Component development projects under way portend fairly substantial changes in notebook design, according to executives and analysts. Fuel cells and battery enhancements, which will let notebooks run three to 10 times longer without a recharge, will begin to appear by late 2004.
Smaller hard drives and screens will also likely lead to some changes in the classic notepad shape for some models. Multiband wireless communications, in which notebooks drift from cellular to Wi-Fi to back, will be common.
"The ThinkPad will evolve," said Brian Connors, chief technology officer and vice president of business development in IBM's PC division.
Nonetheless, designers will continually have to ask, "Is it just cool, or is it functional?".
The pending design changes for notebooks are being driven by one of the most influential forces in the technology industry: People are buying the portable computers.
Unlike desktop PCs, though, notebooks have to more acutely adapt to contradictory demands in the marketplace. Customers want large screens, fast processors and beefy hard drives--three components that can require substantial amounts of electricity.
At the same time, they want long battery life, a notebook that measures less than 3cm thick and a carrying weight less than 2kg--features that aren't easy to achieve in a high-voltage lap warmer.
This leaves engineers two choices. "Either you can supply more power into the platform or take more power out of it," said Mike Rocke, the strategic investment manager for the mobile products group inside Intel Capital, the chipmaking giant's venture capital arm. Intel has invested in approximately 15 mobile-centric companies, a spokeswoman said.
PolyFuel, for instance, a spinoff of SRI International, is working on fuel cells for portable devices. The cells essentially break down methanol molecules into protons, electrons and carbon dioxide. While the protons pass through a specialized membrane, the electrons can't and get shuffled into a wire powering a cell phone or laptop. The byproducts from the chemical reaction come together as water molecules.
"You are building a miniature power production facility. You are producing electricity out of chemicals," Rocke said. It's also safer than a close chemical relative, he said. "You can get power out of these things below the flammability point of methanol."
The replaceable fuel cartridges initially will last two to three times longer than batteries but eventually last 10 times longer. Notebooks containing fuel cells will begin to arrive in late 2004 to 2005, he said. Another fuel cell company, MTI MicroFuel Cells, gives the same projection.
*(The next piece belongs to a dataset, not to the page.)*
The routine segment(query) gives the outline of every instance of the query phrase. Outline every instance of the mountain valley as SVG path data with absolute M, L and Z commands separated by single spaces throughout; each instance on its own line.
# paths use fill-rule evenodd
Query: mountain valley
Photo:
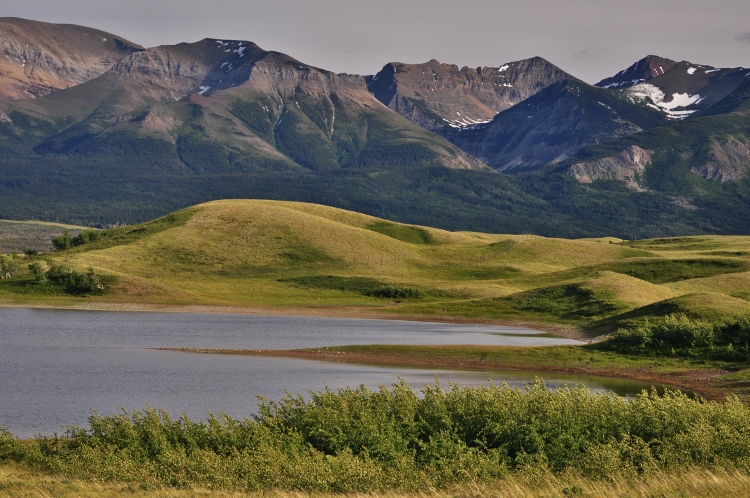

Rather than replace batteries, other companies are looking to supplement them with supercapacitors, a concept for storing electricity at the chip level first aired in Japanese academic journals in the late 1980s.
"Supercapacitors hold more electricity than capacitors and transfer and recharge faster than batteries," Anthony Kongats, CEO of Cap-XX, a Sydney, Australia, supercapacitor start-up, said in an e-mail. "It is not uncommon to see improvements of 200 percent plus for low temperature operations and 50 percent in handhelds" at minimum voltage levels.
Batteries can be completely removed, but the notebook will continue to run for five minutes, said Rocke, adding that supercapacitor-enhanced notebooks could begin to arrive in 2004. Intel invested in both PolyFuel and Cap-XX.
Other start-ups are working on efficient solar cells, low-power screens, and new types of heat-dissipation techniques. Many of these companies are spinoffs from government and military projects. MTI, for example, received a US$4.7 million grant from the National Institute of Standards and Technology.